C'est en fonction de cette tension militante que se comprennent les guerres (1621-1622, 1625-1626, et 1627-1629) dans lesquelles le parti protestant s'engage. Ces conflits aboutissent à la paix d'Alès (27-28 juin 1629) qui, tout en maintenant le système des privilèges de l'édit de Nantes, supprime les clauses des brevets annexes - places de sûreté et assemblées politiques. S'amorce alors un mouvement de pression de la part de la monarchie (dernier synode national toléré tenu à Loudun, en 1659 ; transfert de l'académie de Montauban à Puylaurens ; obligation de choisir le premier consul, dans les villes, parmi les catholiques).
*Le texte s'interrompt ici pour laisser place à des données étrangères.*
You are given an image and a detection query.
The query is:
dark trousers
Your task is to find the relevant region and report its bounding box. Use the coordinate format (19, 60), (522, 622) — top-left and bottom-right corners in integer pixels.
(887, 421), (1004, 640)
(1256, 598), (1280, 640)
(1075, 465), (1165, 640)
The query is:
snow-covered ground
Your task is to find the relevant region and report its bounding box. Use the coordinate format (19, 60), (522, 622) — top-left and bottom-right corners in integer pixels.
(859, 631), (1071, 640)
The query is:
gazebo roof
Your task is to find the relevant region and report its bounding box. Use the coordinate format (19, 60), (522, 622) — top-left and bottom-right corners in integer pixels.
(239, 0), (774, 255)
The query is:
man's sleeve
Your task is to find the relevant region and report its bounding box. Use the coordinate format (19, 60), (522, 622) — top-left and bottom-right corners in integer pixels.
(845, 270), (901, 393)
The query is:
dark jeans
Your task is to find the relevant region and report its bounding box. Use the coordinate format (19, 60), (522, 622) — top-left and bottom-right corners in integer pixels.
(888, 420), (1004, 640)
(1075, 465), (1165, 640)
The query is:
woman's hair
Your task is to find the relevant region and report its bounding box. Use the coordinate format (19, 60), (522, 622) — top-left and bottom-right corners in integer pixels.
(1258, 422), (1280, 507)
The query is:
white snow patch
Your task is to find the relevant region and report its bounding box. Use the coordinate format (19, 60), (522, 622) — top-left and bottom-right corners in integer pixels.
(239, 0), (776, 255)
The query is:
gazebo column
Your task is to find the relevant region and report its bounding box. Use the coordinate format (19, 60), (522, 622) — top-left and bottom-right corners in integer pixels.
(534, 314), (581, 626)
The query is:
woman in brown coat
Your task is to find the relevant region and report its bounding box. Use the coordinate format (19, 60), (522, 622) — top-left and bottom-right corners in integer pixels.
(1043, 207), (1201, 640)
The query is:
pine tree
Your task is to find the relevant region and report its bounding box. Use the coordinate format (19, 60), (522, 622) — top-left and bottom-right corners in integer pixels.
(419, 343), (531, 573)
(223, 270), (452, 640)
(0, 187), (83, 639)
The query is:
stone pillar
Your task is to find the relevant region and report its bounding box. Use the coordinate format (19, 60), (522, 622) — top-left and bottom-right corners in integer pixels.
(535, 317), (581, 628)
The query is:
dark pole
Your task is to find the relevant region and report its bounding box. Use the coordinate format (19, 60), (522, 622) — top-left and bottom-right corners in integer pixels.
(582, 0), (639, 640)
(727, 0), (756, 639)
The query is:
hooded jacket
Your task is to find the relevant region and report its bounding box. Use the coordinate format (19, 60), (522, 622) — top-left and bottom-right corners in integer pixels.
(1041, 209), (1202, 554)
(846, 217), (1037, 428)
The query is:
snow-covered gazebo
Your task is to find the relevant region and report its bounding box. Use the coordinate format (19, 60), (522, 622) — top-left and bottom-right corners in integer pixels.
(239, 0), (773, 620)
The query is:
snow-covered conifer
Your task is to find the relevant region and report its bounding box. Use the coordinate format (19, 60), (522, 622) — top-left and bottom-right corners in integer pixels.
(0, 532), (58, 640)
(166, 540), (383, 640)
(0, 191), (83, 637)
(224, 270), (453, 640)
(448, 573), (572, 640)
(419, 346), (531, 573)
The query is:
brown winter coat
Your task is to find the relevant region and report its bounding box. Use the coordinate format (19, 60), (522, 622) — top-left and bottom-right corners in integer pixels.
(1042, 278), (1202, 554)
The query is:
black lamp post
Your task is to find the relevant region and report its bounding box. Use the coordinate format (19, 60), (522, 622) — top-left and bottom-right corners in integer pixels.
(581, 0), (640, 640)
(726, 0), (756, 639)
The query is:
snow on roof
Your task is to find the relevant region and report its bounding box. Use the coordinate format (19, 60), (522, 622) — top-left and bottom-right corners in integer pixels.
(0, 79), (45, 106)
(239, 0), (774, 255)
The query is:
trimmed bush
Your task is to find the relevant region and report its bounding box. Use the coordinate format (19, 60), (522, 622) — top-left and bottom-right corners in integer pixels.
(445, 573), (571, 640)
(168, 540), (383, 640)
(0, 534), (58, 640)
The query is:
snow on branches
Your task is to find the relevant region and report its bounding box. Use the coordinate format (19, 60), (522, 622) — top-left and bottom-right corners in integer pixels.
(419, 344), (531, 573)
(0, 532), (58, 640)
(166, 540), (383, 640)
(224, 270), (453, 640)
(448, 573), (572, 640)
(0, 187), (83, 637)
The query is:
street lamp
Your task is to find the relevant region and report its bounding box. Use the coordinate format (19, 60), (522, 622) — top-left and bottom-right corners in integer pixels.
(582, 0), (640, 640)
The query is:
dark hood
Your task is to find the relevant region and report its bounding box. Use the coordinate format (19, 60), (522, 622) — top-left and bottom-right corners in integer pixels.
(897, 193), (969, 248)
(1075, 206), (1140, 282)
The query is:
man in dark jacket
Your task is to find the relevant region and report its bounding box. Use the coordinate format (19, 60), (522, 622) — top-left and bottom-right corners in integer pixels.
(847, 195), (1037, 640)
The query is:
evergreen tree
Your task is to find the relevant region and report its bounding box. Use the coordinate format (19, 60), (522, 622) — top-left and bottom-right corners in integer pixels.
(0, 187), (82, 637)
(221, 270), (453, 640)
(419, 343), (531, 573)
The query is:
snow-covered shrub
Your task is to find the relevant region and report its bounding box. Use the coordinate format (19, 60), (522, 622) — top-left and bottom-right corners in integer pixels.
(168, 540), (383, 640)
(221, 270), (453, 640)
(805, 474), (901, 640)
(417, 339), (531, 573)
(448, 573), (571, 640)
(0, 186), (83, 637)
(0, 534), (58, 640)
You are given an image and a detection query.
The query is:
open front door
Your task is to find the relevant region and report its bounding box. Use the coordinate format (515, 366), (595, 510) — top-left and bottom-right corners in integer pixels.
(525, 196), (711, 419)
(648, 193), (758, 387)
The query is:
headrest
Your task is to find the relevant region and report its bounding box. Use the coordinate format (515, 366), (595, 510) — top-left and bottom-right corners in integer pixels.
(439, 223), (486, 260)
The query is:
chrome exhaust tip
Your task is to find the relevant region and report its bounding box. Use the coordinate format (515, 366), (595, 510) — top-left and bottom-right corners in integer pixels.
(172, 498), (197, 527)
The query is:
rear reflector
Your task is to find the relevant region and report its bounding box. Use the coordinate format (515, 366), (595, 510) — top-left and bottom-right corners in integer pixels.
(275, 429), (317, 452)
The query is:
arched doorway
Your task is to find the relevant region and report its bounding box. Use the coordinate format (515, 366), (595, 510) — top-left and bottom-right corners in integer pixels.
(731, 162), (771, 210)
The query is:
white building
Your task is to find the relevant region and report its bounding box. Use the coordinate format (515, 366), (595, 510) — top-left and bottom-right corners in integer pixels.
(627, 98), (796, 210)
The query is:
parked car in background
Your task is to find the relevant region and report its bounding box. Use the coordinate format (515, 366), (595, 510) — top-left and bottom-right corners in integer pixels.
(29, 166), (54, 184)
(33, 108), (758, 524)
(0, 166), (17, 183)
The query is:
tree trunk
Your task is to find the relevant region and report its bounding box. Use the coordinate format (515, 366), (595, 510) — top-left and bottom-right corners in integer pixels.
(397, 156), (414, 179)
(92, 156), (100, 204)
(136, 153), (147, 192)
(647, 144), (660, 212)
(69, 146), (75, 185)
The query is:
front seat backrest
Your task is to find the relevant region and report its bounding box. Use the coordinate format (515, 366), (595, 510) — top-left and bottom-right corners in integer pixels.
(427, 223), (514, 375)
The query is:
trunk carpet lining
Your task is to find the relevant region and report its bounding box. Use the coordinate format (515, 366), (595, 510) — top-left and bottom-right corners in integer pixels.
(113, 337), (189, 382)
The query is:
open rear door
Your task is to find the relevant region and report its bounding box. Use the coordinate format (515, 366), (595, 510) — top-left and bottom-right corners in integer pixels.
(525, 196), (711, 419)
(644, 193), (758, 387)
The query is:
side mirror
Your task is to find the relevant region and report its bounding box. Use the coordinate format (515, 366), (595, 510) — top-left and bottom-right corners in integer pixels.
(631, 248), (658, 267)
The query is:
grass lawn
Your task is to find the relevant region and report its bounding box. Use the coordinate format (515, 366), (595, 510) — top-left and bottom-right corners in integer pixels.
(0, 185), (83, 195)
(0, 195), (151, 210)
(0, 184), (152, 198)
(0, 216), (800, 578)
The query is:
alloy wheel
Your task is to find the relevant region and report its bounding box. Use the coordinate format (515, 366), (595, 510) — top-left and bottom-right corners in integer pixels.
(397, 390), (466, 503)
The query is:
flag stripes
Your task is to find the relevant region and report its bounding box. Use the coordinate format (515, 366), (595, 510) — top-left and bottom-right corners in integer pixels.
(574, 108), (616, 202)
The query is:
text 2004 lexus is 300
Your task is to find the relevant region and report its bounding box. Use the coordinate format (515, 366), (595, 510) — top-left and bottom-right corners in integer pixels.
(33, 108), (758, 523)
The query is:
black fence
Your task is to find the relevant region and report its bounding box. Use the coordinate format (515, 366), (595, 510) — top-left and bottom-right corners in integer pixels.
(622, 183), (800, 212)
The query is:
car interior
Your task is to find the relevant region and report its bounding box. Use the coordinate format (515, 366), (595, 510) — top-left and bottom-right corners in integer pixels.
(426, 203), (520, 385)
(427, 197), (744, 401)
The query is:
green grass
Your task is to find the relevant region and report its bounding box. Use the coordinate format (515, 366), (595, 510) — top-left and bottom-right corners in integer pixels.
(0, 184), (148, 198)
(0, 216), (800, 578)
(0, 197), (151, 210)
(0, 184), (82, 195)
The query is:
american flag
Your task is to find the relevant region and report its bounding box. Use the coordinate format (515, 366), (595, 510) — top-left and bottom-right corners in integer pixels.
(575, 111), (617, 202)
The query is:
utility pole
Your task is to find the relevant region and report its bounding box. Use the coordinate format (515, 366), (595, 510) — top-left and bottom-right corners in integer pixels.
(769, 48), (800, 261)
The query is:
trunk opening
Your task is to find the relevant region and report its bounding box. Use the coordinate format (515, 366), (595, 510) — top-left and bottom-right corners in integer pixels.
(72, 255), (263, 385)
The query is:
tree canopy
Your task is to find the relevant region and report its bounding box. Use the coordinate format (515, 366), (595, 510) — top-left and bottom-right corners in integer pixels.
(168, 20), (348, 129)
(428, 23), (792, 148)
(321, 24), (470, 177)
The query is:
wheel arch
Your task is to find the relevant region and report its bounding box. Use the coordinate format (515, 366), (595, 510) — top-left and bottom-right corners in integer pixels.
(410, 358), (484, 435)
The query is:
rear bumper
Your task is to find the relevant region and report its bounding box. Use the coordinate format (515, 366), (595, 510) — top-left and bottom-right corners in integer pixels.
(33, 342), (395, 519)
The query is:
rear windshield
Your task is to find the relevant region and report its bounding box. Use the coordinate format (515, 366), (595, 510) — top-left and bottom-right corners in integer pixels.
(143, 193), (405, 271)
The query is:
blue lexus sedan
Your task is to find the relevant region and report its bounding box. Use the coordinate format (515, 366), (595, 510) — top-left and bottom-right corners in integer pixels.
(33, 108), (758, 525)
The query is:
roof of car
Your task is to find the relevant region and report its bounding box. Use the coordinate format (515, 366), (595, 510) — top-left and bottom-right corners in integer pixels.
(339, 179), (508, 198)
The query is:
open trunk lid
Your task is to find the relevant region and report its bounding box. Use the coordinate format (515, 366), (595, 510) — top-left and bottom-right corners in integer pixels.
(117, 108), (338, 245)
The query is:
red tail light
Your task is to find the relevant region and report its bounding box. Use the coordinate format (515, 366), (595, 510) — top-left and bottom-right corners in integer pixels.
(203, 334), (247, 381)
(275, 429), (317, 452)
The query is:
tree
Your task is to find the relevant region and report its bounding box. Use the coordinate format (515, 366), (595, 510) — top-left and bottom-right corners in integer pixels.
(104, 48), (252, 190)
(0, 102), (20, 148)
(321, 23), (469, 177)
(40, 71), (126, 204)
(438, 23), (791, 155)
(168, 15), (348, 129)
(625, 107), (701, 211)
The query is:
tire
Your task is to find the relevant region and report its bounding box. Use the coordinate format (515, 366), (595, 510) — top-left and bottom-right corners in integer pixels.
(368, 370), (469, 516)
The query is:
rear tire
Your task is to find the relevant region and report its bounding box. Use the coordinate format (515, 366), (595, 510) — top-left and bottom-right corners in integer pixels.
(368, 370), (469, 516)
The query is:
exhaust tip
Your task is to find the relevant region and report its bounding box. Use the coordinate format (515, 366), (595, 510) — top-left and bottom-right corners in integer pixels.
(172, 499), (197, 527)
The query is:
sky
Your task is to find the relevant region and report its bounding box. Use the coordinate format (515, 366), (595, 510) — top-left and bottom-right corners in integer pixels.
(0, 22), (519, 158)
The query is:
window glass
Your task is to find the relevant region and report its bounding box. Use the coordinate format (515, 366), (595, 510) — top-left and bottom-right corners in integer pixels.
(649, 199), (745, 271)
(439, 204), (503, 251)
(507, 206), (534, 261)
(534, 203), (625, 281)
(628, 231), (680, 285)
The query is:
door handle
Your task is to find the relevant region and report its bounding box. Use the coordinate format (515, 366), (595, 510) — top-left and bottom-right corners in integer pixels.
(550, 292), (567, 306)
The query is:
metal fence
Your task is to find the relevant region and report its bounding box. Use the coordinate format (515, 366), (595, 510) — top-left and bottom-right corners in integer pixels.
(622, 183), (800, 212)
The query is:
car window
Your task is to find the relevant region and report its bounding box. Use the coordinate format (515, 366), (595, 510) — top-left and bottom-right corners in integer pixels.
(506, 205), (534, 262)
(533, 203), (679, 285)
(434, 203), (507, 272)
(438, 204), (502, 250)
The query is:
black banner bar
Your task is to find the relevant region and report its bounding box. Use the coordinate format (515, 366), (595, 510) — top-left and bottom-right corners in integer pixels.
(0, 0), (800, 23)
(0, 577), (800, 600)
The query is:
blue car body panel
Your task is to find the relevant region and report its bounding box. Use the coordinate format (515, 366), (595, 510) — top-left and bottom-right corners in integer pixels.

Malgré cette conjoncture défavorable, durcie par les missions des jésuites et des capucins, la Réforme semble demeurer une force de conquête dans certaines régions : dans le diocèse de Nîmes, les conversions de catholiques sont nombreuses, et il semble que les problèmes politiques liés à la minorité de Louis XIII aient favorisé l'apparition de temples sans existence légale. L'industrie lainière, dans le Midi, est en plein essor, et cette prospérité a peut-être été un facteur de dynamisme social réformé. Le point faible de la société calviniste est toutefois la noblesse, qui subit directement la pression monarchique (1622, conversion de Lesdiguières). Charges de cour et honneurs militaires ne sont plus accordés aux gentilshommes huguenots, ce qui explique les abjurations, nombreuses après 1630. La mort de Rohan puis celle de Soubise accentuent cette érosion, qui modifie la sociologie réformée.

Le drame de 1685.

• Avec Mazarin, au début du règne de Louis XIV, vient le temps de l'offensive antiréformée. Une action continue est menée par les capucins, jésuites, récollets, les congrégations de prêtres séculiers, les confréries et les évêques surtout. À partir de 1670, la reconquête catholique passe moins par les missions que par la pastorale et par « une croisade de scolarisation » et d'encadrement des populations. De plus, la création d'une « caisse des conversions » a pour objet de monnayer les retours à l'Église romaine, tandis que l'État royal multiplie les mesures discriminatoires visant à éliminer des fonctions politiques ou corporatives les calvinistes (interdiction de l'exercice de certaines professions : imprimeur, libraire, avocat, médecin). À partir de 1679, les dragonnades sont systématisées à l'initiative des intendants afin de terroriser les protestants, dont certains prennent sans succès les armes entre mai et septembre 1683. Cette répression donne à la monarchie l'illusion d'un recul de la Réforme. L'édit de Fontainebleau révoque l'édit de Nantes (18 octobre 1685), interdisant les réunions cultuelles calvinistes, les écoles, les académies et les temples, proscrivant les ministres. Il est suivi par la mise en pratique d'une politique d'abjurations forcées et de poursuites contre ceux qui continuent à vouloir vivre leur foi. Plusieurs centaines de milliers de calvinistes, bravant la loi royale, quittent clandestinement le royaume pour Genève, l'Allemagne, l'Angleterre et les Pays-Bas, tandis que demeurent nombre d'« opiniâtres » persécutés, et que certains des « nouveaux catholiques » continuent à pratiquer un culte familial secret. Les Cévennes sont le théâtre d'une résistance armée, attisée par des prophètes et prophétesses autour desquels, au Désert, se rassemblent des fidèles qui, pourchassés, prennent les armes de 1702 à 1704. Bien que la guerre des camisards cesse grâce aux tractations entre Jean Cavalier et le maréchal de Villars, les persécutions et poursuites continuent de manière de moins en moins systématique (affaire Calas, 1762). Le culte familial, surtout dans la bourgeoisie urbaine, est maintenu.